I have a \$ V_{in} \$ signal for which I cannot guaranty that it would have an upper limit. I want to clip this input signal to a limit (e.g.; 8.2V) with a circuit like above.
Is this circuit alright? Are there better Opamp circuit for this purpose?
This modified circuit is not a standard inverting amplifier. What is the input-output relation/formulation in this circuit when \$ V_{in} < 8.2V \$?
Best Answer
That would work, but you don't need RL. Also (of course), Vout be negative for positive Vin.
Your two 10 kohm resistors cause the zener to see half of \$V_{in}\$. So, the trip point for \$V_{in}\$ is not the zener voltage itself, but twice of it (16.4 V). The equation for \$V_{in}\$ < 16.4 V is exactly the same as if the zener wasn't there. So, you would have two 10 kohm resistors in series.
\$V_{out}=-V_{in}\dfrac{100,000}{20,000}=-5V_{in}\$ , for \$V_{in}\$ < 16.4 V.

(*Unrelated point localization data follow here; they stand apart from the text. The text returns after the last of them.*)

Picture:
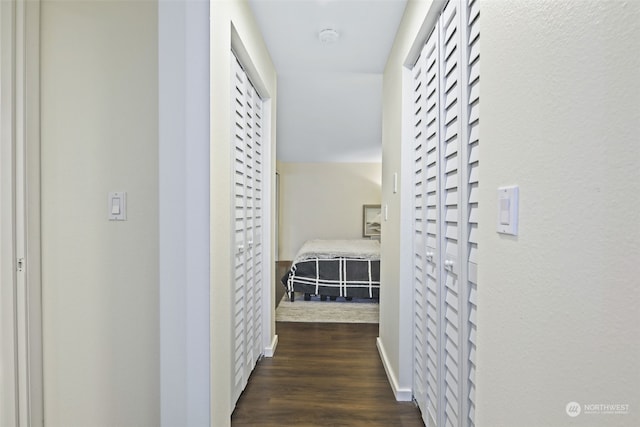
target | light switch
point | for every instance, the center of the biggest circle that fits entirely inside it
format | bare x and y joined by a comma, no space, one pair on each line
504,211
117,206
508,210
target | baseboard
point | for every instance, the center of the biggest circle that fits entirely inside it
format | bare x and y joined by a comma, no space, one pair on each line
271,349
401,394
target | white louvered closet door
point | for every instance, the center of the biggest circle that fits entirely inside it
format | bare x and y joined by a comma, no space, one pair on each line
426,246
446,146
247,311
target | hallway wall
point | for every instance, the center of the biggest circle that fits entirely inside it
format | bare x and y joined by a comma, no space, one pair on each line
558,304
100,278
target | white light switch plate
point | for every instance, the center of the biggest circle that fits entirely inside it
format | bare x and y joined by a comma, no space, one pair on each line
508,210
117,206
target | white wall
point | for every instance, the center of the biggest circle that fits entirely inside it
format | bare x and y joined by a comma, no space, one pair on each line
229,18
100,278
183,39
324,201
558,304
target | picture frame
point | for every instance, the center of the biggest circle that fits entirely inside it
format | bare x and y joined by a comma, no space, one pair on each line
371,220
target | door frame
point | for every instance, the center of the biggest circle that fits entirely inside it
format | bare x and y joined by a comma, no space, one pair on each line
21,322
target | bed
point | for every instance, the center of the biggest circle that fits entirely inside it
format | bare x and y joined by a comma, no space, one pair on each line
335,268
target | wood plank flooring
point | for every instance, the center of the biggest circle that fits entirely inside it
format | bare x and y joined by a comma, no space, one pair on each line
323,374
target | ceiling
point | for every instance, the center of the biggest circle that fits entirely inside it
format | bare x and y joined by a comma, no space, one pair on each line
329,95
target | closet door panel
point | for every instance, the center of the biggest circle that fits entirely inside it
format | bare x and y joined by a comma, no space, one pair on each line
473,165
247,181
419,233
240,197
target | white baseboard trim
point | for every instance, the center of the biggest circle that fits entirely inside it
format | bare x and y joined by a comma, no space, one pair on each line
401,394
271,349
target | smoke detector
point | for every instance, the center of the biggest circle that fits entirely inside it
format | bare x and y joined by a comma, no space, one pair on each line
328,36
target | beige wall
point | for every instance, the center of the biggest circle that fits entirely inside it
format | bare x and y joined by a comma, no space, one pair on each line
324,201
557,305
100,278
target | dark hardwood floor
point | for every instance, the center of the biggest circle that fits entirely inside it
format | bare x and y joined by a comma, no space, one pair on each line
323,374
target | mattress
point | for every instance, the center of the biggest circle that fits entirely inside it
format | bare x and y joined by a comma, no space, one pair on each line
336,268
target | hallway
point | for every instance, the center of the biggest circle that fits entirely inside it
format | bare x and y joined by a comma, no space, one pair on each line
323,374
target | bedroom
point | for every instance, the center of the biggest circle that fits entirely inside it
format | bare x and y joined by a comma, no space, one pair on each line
329,148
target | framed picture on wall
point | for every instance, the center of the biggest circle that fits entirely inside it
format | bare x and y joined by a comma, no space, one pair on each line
371,221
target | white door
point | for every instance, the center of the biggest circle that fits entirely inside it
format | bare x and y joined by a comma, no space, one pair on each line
248,228
445,204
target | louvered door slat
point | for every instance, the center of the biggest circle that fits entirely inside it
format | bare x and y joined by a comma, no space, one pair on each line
446,138
473,166
247,182
240,190
419,234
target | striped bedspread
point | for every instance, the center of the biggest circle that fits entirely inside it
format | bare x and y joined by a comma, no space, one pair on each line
336,268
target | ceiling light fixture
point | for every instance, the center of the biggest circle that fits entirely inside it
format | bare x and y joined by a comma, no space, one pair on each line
328,36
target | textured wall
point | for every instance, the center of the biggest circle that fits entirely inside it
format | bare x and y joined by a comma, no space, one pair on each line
100,278
558,304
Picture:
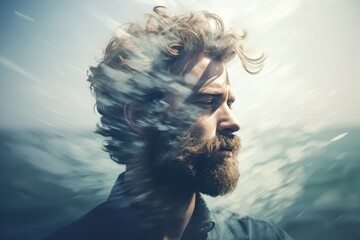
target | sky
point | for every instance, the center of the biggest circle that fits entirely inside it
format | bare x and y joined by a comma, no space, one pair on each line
310,78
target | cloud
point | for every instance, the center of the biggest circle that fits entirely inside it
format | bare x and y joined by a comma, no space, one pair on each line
16,68
109,22
23,16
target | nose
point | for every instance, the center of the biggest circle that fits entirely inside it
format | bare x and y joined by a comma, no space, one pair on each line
227,123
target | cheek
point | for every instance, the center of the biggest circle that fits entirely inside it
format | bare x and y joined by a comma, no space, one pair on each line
206,126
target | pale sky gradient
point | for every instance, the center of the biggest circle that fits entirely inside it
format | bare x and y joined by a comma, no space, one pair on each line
310,79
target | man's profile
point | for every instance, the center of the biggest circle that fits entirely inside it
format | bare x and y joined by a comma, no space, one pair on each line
165,101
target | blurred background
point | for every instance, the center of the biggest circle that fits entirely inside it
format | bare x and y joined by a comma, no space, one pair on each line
300,124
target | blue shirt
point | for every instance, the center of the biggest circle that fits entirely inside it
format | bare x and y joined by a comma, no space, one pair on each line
115,219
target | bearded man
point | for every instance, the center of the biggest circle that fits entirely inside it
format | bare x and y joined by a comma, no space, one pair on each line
165,101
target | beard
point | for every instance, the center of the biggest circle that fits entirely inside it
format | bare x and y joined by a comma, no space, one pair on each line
192,164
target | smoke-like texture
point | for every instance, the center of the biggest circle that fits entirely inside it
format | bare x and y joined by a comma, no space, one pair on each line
299,164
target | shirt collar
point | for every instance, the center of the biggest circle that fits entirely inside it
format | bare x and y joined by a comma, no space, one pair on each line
201,221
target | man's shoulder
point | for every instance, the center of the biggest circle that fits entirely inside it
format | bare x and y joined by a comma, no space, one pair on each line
229,225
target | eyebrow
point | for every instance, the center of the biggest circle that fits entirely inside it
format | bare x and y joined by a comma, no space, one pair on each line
214,93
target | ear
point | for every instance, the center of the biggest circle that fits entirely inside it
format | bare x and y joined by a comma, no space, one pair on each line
133,114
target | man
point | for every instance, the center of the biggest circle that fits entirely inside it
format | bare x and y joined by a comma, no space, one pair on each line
165,99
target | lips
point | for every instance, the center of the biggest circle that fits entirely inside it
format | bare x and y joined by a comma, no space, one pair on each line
224,153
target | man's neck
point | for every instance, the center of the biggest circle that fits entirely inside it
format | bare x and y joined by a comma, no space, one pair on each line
167,209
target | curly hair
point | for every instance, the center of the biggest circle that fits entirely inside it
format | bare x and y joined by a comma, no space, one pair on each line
143,59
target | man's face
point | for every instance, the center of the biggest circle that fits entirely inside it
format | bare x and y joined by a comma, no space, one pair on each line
203,157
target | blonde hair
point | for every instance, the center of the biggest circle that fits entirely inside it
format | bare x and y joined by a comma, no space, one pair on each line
143,56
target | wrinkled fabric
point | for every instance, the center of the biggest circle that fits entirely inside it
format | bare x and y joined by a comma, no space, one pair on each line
114,219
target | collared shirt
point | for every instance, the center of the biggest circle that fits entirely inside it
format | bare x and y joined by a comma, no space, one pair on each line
115,219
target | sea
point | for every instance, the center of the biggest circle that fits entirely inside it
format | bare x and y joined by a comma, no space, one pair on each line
305,181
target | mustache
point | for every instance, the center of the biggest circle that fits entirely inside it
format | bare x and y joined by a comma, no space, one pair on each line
192,145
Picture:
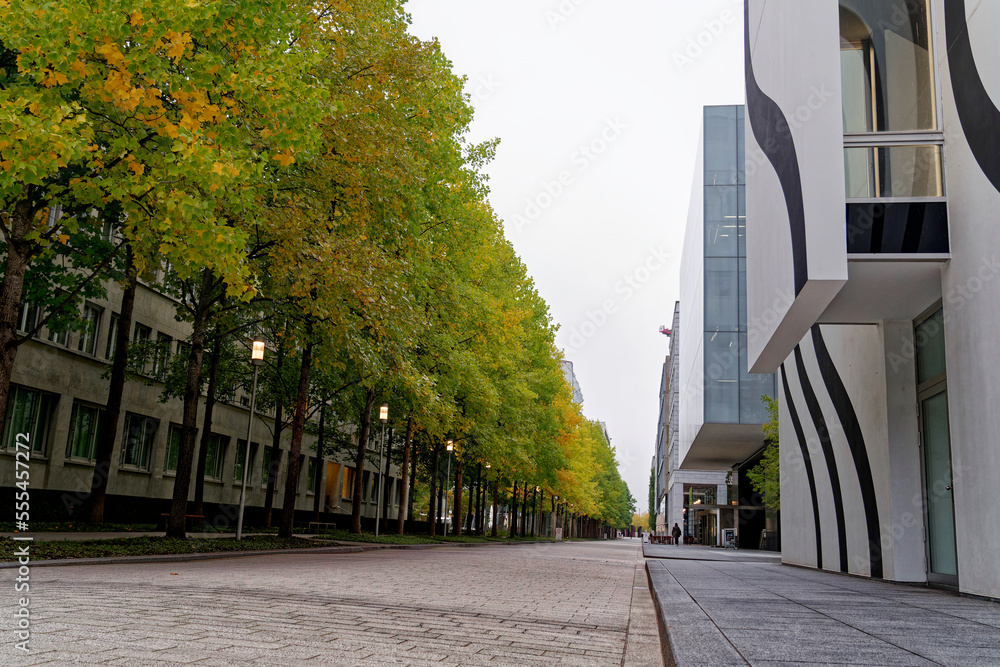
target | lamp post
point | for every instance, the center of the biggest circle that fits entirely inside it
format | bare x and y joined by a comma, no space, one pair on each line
256,358
383,416
444,515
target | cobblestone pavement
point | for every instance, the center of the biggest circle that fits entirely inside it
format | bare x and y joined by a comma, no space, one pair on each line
552,604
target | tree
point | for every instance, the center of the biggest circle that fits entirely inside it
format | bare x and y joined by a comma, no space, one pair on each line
766,475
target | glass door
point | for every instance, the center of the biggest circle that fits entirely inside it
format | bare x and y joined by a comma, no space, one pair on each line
938,491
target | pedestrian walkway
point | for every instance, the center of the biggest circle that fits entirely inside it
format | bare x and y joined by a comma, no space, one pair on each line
725,608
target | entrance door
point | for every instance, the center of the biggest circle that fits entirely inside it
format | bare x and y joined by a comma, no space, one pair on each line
939,499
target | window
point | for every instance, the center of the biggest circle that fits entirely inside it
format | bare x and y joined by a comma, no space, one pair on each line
215,456
84,431
347,491
173,447
29,411
161,354
28,316
59,337
109,351
91,327
138,440
241,453
139,352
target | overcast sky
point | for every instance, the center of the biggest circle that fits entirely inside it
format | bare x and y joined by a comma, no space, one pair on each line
597,105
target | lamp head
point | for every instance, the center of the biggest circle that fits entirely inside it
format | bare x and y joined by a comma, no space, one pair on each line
257,351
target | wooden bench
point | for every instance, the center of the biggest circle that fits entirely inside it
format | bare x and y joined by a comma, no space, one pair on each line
188,523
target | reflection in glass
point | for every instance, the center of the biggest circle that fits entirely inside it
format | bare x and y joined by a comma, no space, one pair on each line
722,394
886,67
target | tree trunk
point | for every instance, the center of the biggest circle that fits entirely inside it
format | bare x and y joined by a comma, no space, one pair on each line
192,392
513,512
206,426
320,465
432,509
386,487
404,481
298,426
478,500
359,462
94,509
19,250
457,511
493,532
275,463
413,479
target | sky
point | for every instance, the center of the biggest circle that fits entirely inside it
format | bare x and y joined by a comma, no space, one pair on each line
597,105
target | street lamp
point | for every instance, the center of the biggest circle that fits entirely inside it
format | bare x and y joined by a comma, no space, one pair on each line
383,415
450,446
256,359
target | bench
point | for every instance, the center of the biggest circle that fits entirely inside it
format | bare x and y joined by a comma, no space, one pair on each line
188,523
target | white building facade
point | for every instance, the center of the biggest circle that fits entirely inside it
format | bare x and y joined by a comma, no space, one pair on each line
873,185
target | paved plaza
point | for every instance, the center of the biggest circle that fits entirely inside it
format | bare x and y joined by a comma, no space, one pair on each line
730,608
543,604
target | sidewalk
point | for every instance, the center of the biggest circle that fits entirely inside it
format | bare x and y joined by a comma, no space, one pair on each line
722,608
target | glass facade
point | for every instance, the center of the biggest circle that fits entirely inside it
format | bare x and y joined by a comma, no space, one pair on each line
732,396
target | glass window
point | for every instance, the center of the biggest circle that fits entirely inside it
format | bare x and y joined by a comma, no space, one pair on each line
161,354
84,430
897,171
722,394
886,66
29,411
721,221
109,351
752,388
721,294
173,448
91,327
215,456
241,453
929,341
720,146
138,441
28,316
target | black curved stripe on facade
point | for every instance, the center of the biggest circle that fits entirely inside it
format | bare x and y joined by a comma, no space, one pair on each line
979,115
856,441
771,130
819,421
801,437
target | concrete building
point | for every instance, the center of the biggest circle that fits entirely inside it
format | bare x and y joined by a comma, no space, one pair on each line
719,407
58,395
873,182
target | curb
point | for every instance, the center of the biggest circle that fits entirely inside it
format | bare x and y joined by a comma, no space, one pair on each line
184,558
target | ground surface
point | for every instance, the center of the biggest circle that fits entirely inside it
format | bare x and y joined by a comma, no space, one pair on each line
726,608
549,604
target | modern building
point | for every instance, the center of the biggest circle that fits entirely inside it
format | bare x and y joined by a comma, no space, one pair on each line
719,406
58,394
570,376
873,185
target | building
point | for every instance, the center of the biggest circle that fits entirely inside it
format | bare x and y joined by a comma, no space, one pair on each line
570,376
718,404
58,394
873,182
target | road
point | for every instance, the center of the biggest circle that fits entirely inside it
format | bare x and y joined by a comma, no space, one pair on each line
548,604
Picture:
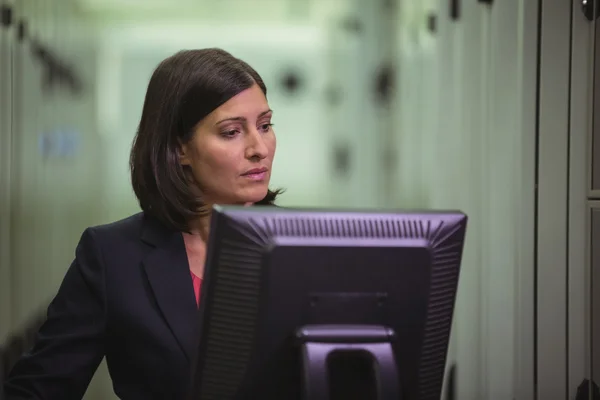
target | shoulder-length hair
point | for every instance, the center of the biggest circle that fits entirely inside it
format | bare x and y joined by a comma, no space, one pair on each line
183,90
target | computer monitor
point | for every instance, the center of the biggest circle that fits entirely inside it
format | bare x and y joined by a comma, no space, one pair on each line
320,304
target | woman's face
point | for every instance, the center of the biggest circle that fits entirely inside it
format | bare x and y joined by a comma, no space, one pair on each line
231,151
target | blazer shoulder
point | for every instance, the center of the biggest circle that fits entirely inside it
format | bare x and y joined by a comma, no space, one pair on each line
129,227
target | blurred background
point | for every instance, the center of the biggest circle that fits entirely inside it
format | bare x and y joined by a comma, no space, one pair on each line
482,106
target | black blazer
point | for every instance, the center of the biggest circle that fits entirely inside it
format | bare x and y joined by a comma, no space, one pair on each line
128,296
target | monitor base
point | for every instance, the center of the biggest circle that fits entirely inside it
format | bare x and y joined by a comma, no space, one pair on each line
319,342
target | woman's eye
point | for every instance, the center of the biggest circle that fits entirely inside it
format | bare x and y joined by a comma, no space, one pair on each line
229,134
265,127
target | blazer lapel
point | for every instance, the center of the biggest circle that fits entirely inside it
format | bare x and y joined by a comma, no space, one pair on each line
168,271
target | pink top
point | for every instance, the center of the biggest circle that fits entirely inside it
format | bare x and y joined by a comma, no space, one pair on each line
197,282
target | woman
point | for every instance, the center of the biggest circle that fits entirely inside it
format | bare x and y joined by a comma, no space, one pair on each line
205,137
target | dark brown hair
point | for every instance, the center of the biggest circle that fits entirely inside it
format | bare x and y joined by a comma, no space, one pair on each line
183,90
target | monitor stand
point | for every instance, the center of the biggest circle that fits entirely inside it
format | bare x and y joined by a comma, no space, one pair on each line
318,342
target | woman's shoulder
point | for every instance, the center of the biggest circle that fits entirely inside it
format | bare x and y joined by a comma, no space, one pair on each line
125,228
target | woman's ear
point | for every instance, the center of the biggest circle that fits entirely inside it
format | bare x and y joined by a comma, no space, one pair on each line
184,154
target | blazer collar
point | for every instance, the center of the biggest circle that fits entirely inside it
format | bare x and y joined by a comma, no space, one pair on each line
168,272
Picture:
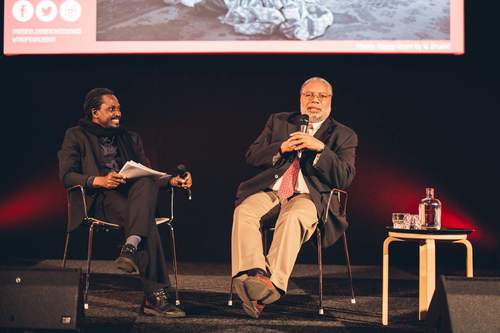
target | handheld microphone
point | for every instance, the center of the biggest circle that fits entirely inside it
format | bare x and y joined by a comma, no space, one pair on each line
304,123
183,173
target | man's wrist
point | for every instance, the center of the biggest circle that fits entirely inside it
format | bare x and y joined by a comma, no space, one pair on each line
90,182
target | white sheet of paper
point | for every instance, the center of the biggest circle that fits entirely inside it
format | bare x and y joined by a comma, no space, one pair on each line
133,169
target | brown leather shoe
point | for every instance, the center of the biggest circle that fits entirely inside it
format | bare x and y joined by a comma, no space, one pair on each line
260,288
251,307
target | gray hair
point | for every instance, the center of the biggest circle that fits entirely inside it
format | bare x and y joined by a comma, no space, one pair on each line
316,78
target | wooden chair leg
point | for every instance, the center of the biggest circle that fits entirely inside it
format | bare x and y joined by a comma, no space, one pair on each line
174,259
66,244
321,311
348,262
89,260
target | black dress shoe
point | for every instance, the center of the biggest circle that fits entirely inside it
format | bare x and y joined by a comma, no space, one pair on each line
127,260
156,304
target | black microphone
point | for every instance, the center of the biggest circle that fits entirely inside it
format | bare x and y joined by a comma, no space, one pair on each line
183,173
304,123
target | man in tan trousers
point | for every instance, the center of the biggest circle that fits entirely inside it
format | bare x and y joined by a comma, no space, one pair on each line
298,170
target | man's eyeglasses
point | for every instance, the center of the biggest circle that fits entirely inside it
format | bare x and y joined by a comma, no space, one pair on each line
311,95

If \$V_{in}\$ >= 16.4 V, then you just have a constant voltage source, of 8.2 V, applied to an amplifier with G=-10.
\$V_{out}=-82\$ V, for \$V_{in}\$ >= 16.4 V (assuming the opamp were able to deliver that output voltage, which is not the usual case).
(Note that the two equations converge, for \$V_{in}\$=16.4 V.)
Also, if \$V_{in}\$ can be high, but not very very high, you may not need a diode, because the input resistors (20 kohm in your case) limit the input current, and therefore the damage that you could do to the circuit. What is the maximum Vin you would like to work with?